There was
another spell of eerie quiet, and then it seemed the world was changing. The clouds were drifting apart, and I
suddenly saw a brilliant star-sown patch of sky. Then the whole horizon turned from
velvet-black to grey, grey rimmed in the east with a strip of intense yellow
light. I looked behind me and could see
the outlines of the low coast, with blurs which I knew were woods, and with one
church-steeple pricking fantastically into the pale brune.
It was the
time for the geese, and in an instance there were on us. They came in wedge after wedge, shadowy as
ghosts against the faintly flushing clouds, but cut sharp against the violet
lagoon of clear sky. They were not
babbling, as they do in an evening flight from the fields to the sea, but
chuckling and talking low to themselves.
From the sound, I knew they were pink-foot, for the white fronts make a
throatier noise.

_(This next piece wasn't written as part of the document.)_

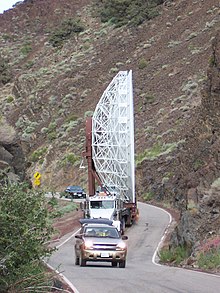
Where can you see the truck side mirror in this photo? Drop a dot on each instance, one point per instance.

It was a sight that
always takes my breath away, this multitude of wild living things surging out
of the darkness and the deep, as steady in their discipline as a Guards
battalion. I never wanted to shoot and I
never shot first; it was only the thunder of Samson’s 12-bore that woke me to
my job.
An old gander,
which was the leading bird in one wedge, suddenly trumpeted. Him Samson got; he fell with a thud five
yards from my head, and the echo of the shot woke the marshes for miles. It was all our bag. The birds flew pretty high, and Peter John
had the best chance, but no sign of life came from his trench. As soon as the geese had past, and a double
wedge of whistling widgeon had followed very high up, I walked over to
investigate. I found my son sitting on
his mud rampart with a rapt face. “I
couldn’t shoot,” he stammered; “they were too beautiful.”
From: John Buchan, The Island Of Sheep. London, Hodder & Staughton, 1936.